Фордис следовал за Миллардом через целое море столов и ширм, которые образовывали новый центр управления. Величественный рассвет уже осветил небо, но на переоборудованном складе воздух все еще был затхлым и спертым, и в нем не ощущалось ни следа утренней свежести.

«Миллард — прирожденный сотрудник крупной компании», — размышлял Фордис, — «всегда любезен, никогда не использует сарказм, тон его голоса всегда мягкий, и все же под этой личиной скрывается настоящий мудак». Какое там слово для этого используют немцы? «Schadenfreude», что в дословном переводе значит «злорадство». Миллард, следуя канонам этого слова, получает искреннее удовольствие от несчастий других.
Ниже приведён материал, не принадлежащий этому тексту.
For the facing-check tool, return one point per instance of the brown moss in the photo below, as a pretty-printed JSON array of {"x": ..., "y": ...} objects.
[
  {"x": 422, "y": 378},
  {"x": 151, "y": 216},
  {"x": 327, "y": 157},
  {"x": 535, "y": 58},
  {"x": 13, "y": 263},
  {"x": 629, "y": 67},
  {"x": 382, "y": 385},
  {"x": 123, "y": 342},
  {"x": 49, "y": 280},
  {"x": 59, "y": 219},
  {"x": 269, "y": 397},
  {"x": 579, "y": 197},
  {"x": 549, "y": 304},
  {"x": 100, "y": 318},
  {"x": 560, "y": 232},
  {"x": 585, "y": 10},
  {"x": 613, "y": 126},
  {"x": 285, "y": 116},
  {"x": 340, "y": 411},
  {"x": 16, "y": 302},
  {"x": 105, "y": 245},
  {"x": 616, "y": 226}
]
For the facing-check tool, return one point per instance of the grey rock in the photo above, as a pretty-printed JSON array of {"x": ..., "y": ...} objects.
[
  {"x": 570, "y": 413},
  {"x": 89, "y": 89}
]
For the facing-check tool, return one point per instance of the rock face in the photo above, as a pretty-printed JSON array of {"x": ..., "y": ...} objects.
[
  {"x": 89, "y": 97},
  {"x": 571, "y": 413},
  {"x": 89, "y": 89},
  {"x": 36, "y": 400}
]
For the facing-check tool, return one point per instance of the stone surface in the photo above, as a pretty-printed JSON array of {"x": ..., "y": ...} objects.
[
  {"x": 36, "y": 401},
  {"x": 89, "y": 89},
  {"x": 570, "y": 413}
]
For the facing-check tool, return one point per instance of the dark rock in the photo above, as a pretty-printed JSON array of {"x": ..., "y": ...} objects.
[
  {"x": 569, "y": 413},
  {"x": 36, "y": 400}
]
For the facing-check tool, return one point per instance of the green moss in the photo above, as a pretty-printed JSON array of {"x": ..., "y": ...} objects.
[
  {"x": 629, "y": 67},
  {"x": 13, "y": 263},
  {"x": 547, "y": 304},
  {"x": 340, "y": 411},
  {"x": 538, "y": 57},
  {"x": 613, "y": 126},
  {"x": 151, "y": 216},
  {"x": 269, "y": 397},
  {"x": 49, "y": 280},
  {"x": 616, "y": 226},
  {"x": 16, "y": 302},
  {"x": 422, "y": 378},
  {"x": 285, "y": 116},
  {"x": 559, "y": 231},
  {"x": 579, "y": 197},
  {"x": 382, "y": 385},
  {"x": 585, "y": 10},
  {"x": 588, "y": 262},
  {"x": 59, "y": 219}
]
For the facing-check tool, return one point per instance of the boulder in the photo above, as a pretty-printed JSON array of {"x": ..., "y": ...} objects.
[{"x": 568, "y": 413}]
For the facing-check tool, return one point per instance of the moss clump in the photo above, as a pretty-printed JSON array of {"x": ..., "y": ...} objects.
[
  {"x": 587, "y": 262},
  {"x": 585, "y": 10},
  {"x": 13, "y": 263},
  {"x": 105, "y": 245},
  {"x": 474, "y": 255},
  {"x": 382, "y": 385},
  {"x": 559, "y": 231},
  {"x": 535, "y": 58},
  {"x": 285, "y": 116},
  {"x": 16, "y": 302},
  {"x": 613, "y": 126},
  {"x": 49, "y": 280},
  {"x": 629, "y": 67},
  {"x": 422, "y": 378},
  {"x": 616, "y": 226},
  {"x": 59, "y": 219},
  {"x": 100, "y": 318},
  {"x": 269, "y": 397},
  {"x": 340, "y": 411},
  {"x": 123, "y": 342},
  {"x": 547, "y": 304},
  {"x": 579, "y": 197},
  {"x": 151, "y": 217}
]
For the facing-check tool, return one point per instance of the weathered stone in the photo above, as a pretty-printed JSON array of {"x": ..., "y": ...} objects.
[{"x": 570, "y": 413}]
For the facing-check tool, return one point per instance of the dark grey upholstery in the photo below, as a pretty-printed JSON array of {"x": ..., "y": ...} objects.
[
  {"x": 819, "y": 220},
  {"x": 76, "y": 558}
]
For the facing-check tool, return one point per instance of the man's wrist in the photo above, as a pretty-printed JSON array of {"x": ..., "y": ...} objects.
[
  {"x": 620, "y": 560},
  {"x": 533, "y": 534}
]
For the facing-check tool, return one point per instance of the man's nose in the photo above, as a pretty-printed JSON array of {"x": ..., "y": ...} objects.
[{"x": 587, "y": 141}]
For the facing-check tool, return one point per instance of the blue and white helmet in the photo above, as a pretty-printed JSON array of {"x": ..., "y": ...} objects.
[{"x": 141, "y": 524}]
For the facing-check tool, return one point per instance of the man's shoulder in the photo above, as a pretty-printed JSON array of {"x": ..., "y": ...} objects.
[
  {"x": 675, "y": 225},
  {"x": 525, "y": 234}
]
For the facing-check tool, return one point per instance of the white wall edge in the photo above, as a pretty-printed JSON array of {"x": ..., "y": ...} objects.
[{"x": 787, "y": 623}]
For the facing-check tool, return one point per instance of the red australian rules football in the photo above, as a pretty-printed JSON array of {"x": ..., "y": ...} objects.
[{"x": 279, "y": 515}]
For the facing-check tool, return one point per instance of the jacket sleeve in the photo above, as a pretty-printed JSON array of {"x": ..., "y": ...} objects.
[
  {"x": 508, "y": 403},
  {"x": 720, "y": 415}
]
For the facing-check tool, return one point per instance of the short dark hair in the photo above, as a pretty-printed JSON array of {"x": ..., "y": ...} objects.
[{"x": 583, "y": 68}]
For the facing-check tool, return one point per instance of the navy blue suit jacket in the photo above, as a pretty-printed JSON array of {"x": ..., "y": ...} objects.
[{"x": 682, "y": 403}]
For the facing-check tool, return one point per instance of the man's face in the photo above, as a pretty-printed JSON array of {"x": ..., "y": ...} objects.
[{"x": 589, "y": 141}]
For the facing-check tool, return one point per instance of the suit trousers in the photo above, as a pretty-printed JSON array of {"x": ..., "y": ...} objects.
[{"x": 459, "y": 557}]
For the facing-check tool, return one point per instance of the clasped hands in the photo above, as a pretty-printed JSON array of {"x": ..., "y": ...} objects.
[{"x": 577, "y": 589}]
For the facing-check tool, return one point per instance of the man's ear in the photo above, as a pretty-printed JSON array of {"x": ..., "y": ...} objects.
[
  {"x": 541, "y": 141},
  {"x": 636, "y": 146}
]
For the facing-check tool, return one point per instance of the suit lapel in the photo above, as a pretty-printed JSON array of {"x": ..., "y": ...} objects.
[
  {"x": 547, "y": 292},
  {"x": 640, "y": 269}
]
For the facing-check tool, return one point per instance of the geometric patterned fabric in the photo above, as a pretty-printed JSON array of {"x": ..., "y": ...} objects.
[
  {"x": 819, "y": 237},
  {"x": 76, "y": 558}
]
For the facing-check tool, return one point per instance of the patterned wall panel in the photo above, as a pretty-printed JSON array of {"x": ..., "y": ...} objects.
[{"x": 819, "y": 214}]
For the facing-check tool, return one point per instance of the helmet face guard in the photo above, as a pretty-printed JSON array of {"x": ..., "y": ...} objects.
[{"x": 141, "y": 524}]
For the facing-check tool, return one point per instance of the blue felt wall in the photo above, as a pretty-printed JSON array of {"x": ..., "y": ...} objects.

Воистину, это слово прекрасно его иллюстрирует! В момент, когда он позвонил с просьбой о встрече, Фордис уже догадался, о чем пойдет речь.

— Как вы себя чувствуете, агент Фордис? — спросил Миллард елейным голосом, пронизанным ложным сочувствием.

— Очень хорошо, сэр, — отозвался Фордис.

Миллард покачал головой.

— Ох, не знаю. Как по мне, вы выглядите уставшим. Очень уставшим, если быть честным, — он прищурился, рассматривая Фордиса, словно тот был экспонатом в витрине музея. — Итак, вот, о чем я хотел с вами поговорить. Вы работаете на износ.

— Не согласен с вами, сэр. Я действительно чувствую себя прекрасно.

Миллард снова покачал головой.

— Нет, нет, вы выглядите изнуренным. Я ценю ваш командный дух, но просто не могу позволить вам и дальше работать в таком режиме, — он замолчал и замер, словно приготовившись спустить курок. — Вам нужно взять отпуск.

— Вы уже сказали мне взять несколько выходных дней.

— Я говорю не о такой… как бы это сказать… короткой передышке. Я хочу, чтобы вы провели вне работы более длительное время, агент Фордис.

Вот он и услышать все, что ожидал.

— Больше времени вне работы? Зачем?

— Чтобы подзарядить свои батарейки. Восстановить надлежащее состояние.

— О каком долгом периоде мы говорим, уточните, пожалуйста.

Миллард пожал плечами.

— Пока трудно сказать.

Бессрочный отпуск. Вот, как это называется. Фордис понял, что этот отпуск начнется сразу же, как только он выйдет за дверь. Поэтому если он собирался что-нибудь предпринять, ему нужно было сделать это прямо сейчас. В их распоряжении остался всего один день.

— Новак нечист на руку, — обронил он.